ALiSNet: Accurate and Lightweight Human Segmentation Network for Fashion E-Commerce
This work addresses the need for lightweight and accurate on-device human segmentation to enhance privacy and enable applications like virtual try-on in fashion e-commerce, but it is incremental as it builds on existing methods.
The paper tackled the problem of accurately segmenting human bodies from photos for fashion e-commerce applications, achieving a model with 97.6% mIoU accuracy and a size of 4MB, outperforming Apple Person Segmentation at 94.4% mIoU.

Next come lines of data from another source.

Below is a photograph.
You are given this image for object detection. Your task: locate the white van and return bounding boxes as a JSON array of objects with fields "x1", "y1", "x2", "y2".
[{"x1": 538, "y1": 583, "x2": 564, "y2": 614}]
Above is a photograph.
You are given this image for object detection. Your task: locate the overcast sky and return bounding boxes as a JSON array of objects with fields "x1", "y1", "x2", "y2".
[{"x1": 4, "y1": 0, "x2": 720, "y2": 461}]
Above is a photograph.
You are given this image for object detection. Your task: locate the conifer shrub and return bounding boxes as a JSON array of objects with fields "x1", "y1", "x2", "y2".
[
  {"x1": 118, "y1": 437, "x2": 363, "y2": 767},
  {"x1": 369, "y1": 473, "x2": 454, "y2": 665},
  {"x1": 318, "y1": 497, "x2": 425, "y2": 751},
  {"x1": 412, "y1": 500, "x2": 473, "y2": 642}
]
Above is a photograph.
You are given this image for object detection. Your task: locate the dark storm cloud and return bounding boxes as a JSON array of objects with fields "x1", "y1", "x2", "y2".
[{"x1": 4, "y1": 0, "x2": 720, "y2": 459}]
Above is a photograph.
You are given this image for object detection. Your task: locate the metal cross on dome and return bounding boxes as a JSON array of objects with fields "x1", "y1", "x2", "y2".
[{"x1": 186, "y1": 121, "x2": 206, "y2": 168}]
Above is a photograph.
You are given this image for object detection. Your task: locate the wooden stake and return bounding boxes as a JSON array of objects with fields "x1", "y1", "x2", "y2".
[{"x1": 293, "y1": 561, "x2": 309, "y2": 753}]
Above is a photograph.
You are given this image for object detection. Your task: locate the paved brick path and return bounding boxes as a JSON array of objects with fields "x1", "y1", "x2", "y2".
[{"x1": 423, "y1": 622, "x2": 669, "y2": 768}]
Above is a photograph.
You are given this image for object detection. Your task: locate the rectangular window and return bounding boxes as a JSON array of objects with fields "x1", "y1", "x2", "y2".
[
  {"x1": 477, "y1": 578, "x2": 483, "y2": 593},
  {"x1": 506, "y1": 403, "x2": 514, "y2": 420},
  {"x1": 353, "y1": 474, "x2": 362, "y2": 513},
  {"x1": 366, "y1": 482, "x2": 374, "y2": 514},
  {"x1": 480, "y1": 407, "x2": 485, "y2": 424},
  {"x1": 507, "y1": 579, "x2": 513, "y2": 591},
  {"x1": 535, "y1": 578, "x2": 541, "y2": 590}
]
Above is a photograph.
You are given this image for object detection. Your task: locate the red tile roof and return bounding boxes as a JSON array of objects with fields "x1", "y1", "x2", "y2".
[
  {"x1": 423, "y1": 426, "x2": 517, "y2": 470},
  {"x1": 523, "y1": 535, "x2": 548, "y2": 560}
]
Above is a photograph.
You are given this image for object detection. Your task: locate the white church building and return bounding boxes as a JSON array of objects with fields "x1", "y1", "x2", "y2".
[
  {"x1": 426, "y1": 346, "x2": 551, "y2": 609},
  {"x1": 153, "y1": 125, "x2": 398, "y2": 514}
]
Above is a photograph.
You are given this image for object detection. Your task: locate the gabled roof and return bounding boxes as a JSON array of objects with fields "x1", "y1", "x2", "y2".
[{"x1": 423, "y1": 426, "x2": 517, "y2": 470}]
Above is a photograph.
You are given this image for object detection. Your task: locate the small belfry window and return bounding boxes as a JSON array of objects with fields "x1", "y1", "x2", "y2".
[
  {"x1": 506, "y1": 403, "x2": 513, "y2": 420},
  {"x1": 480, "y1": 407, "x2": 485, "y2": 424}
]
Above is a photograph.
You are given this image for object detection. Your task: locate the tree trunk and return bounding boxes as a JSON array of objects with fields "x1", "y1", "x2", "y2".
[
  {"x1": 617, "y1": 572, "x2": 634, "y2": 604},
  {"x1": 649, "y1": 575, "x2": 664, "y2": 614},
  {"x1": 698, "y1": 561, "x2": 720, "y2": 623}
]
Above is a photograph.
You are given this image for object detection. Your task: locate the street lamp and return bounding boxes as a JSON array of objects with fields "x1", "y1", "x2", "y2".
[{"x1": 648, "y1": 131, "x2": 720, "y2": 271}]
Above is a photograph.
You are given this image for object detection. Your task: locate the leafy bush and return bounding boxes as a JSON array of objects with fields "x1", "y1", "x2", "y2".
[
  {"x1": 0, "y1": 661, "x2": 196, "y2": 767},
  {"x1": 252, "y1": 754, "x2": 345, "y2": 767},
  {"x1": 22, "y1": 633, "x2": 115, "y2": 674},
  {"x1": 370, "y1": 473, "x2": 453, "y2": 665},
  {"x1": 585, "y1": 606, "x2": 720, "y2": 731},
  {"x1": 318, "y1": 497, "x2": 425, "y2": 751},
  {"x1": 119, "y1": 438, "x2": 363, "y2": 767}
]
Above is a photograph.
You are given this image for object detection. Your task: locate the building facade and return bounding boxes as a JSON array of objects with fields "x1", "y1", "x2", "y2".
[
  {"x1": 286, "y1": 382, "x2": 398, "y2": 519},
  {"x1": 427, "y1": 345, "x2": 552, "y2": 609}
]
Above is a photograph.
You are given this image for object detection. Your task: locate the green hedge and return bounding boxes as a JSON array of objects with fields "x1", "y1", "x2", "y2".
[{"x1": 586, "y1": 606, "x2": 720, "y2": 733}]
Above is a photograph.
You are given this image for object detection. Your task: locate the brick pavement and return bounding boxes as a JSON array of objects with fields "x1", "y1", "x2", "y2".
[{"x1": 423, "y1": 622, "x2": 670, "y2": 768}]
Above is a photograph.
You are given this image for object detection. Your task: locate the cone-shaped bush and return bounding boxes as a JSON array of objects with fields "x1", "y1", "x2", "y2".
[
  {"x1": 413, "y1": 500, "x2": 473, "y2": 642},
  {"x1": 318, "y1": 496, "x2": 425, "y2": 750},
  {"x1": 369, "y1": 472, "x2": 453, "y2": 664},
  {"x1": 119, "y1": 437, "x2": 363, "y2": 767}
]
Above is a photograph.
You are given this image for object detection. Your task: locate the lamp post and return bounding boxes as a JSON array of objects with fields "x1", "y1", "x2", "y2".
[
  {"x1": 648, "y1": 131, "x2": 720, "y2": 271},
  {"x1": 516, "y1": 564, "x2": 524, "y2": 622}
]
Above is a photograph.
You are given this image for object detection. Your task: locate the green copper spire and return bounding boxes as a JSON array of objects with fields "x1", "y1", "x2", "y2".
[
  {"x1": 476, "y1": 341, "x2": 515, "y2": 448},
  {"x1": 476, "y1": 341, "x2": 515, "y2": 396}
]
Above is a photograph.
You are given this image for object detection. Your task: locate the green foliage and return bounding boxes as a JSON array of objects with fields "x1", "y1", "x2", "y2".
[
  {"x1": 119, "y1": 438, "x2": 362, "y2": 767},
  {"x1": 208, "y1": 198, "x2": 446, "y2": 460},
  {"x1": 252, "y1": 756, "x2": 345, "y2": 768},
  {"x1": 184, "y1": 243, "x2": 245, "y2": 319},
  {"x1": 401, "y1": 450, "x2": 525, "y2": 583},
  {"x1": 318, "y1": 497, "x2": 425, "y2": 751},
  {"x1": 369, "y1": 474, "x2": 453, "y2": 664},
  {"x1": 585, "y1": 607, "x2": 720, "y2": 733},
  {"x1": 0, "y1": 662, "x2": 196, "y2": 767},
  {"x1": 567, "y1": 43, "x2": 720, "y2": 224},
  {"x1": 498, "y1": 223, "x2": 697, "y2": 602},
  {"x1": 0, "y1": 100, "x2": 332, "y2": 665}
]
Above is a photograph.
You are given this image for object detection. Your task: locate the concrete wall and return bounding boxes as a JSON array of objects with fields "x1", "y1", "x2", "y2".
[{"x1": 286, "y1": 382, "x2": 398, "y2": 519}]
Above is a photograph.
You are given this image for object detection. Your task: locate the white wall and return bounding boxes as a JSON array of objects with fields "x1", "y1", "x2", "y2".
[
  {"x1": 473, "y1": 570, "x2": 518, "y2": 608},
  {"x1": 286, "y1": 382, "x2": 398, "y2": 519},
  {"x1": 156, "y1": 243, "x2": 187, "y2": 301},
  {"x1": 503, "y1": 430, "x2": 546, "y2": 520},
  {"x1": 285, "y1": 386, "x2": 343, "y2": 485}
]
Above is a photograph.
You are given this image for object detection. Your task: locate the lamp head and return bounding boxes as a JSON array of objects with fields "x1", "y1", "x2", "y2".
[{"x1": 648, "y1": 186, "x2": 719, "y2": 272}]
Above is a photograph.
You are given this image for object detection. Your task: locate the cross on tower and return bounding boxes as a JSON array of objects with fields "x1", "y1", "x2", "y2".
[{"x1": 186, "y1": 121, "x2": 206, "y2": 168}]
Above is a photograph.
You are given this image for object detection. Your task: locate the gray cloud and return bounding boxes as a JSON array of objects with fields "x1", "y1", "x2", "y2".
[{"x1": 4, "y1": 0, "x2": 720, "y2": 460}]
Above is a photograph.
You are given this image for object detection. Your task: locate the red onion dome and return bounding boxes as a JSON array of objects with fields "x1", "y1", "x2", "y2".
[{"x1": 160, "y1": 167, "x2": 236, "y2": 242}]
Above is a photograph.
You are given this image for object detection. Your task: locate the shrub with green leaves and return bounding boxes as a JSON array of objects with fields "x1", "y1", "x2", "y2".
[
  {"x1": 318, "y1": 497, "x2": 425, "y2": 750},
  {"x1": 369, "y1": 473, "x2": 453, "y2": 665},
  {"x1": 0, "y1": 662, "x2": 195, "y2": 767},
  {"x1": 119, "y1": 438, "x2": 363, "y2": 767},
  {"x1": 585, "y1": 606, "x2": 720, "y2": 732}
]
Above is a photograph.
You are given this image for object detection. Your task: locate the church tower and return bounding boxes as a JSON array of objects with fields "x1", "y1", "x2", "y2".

Accurately estimating human body shape from photos can enable innovative applications in fashion, from mass customization, to size and fit recommendations and virtual try-on. Body silhouettes calculated from user pictures are effective representations of the body shape for downstream tasks. Smartphones provide a convenient way for users to capture images of their body, and on-device image processing allows predicting body segmentation while protecting users privacy. Existing off-the-shelf methods for human segmentation are closed source and cannot be specialized for our application of body shape and measurement estimation. Therefore, we create a new segmentation model by simplifying Semantic FPN with PointRend, an existing accurate model. We finetune this model on a high-quality dataset of humans in a restricted set of poses relevant for our application. We obtain our final model, ALiSNet, with a size of 4MB and 97.6$\pm$1.0$\%$ mIoU, compared to Apple Person Segmentation, which has an accuracy of 94.4$\pm$5.7$\%$ mIoU on our dataset.